エアコンにより夏バテなるのを防ぐためには、エアコンの温度設定を下げすぎないようにして、環境省推奨の「28℃」程度に留めておくのが望ましいのではないでしょうか。

28℃というのは室内の温度であり、エアコンの設定温度ではありません。室内に温度計等を設置して、室温を把握できる状況にしておきましょう。28℃でも汗が流れ落ちるという場合は、無理をせずにそれよりも低くしてもよいでしょうが、上に何かを羽織らないといけないほど寒さを感じる場合は、夏バテにつながる寒さと思って、設定温度、28℃を心がけましょう。

快適な睡眠を心がけて夏バテを防ぐ

夏場は熱帯夜が続くため、夜に熟睡できないという方もいるでしょう。睡眠はしっかり取らないと体調不良の原因となり、夏バテにつながります。

快眠をするには、環境を整えることが大事です。夜中に暑すぎて眠れない場合は、エアコンと扇風機をうまく使いながら、温度・湿度を下げる工夫をします。エアコンを使う場合は、タイマーを2~3時間にしておくと、エアコンが切れたときに目が覚めるということなり、睡眠不足になりかねないので、エアコンは下げ過ぎず、適温で朝までつけておきましょう。

また、夏場の間は、通気性がよく、熱を逃がしやすい寝具を使うこともおすすめです。最近では、手触りのよい接触冷感素材の寝具もあります。

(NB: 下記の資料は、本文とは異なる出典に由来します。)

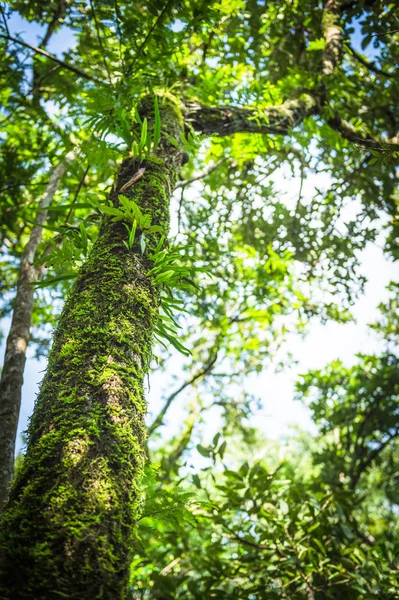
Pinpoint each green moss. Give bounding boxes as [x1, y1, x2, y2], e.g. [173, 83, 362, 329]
[0, 101, 185, 600]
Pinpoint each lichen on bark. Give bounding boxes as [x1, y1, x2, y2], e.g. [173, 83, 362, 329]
[0, 101, 181, 600]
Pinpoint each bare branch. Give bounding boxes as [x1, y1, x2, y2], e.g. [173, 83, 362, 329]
[0, 34, 108, 85]
[321, 0, 342, 76]
[148, 344, 218, 435]
[327, 115, 399, 150]
[347, 44, 395, 77]
[186, 94, 318, 136]
[0, 152, 74, 507]
[175, 156, 227, 188]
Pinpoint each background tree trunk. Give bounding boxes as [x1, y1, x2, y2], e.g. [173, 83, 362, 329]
[0, 152, 74, 510]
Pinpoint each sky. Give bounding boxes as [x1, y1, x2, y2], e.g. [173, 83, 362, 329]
[0, 9, 398, 451]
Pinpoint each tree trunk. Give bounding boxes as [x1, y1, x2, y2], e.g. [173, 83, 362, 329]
[0, 105, 182, 600]
[0, 152, 74, 510]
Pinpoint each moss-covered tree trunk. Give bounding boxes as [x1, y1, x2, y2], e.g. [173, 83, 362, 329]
[0, 105, 185, 600]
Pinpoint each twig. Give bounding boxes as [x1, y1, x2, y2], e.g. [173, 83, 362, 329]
[126, 0, 174, 77]
[0, 34, 108, 85]
[175, 156, 227, 189]
[347, 44, 395, 77]
[90, 0, 112, 85]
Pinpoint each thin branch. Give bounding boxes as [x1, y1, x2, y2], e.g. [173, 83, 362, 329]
[114, 0, 126, 73]
[175, 156, 227, 189]
[327, 115, 399, 150]
[186, 94, 319, 136]
[126, 0, 174, 77]
[349, 429, 399, 490]
[321, 0, 342, 76]
[148, 344, 218, 435]
[0, 34, 108, 85]
[0, 4, 10, 36]
[347, 44, 395, 77]
[90, 0, 112, 85]
[39, 0, 67, 49]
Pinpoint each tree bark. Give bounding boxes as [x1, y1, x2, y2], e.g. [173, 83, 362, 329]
[0, 105, 182, 600]
[0, 152, 73, 510]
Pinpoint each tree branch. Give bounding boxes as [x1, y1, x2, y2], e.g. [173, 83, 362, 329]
[186, 94, 318, 136]
[148, 349, 218, 436]
[175, 156, 227, 189]
[346, 44, 395, 77]
[0, 151, 74, 508]
[321, 0, 342, 76]
[327, 115, 399, 150]
[0, 34, 108, 85]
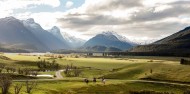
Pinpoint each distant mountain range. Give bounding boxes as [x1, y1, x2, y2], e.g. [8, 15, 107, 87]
[83, 31, 136, 51]
[129, 27, 190, 53]
[0, 17, 84, 52]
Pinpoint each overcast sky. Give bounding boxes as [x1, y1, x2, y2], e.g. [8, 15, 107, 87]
[0, 0, 190, 42]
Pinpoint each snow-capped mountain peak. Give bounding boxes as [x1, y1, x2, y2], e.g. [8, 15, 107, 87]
[23, 18, 42, 29]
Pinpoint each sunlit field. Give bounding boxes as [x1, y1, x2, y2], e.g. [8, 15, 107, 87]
[0, 54, 190, 94]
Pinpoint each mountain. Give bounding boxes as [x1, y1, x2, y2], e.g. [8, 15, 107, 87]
[83, 31, 135, 50]
[48, 26, 85, 48]
[0, 17, 70, 52]
[129, 27, 190, 53]
[61, 32, 86, 48]
[0, 17, 47, 51]
[80, 46, 122, 52]
[48, 26, 66, 41]
[22, 18, 69, 50]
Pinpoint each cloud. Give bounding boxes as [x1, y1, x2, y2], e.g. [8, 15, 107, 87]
[65, 1, 74, 8]
[0, 0, 60, 18]
[57, 0, 190, 41]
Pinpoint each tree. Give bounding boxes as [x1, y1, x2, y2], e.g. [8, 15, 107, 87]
[14, 84, 23, 94]
[26, 81, 37, 93]
[0, 74, 12, 94]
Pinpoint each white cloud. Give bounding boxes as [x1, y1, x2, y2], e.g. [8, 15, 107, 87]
[58, 0, 190, 41]
[0, 0, 190, 41]
[65, 1, 74, 8]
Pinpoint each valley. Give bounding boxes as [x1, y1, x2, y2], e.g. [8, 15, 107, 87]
[0, 53, 190, 94]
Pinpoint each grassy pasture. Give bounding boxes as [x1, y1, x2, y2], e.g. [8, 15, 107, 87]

上に掛けるふとんも、タオルケットだけでなく天然素材の麻を使った風通しのよい肌掛け布団などもあるので、利用を検討してみるとよいかもしれませんね。

おわりに

夏バテを予防するには、栄養バランスのとれた食事と十分な睡眠が最も重要です。暑いからといって、冷たい麺類ばかり食べていると、栄養バランスに偏りが生じ、夏バテを引き起こします。また、夜中に暑苦しくて眠れない場合は、エアコンの活用と快適な寝具を使用しましょう。

夏場の熱中症対策には、水分補給のための飲み物とエアコンの利用が欠かせないといえます。しかし、水分補給と称して冷たい飲み物を大量に飲み続ける、エアコンの設定温度を低くしすぎる、といった行為を繰り返すと、体調不良をもたらし、夏バテの原因ともなるため皆さんくれぐれもご注意ください。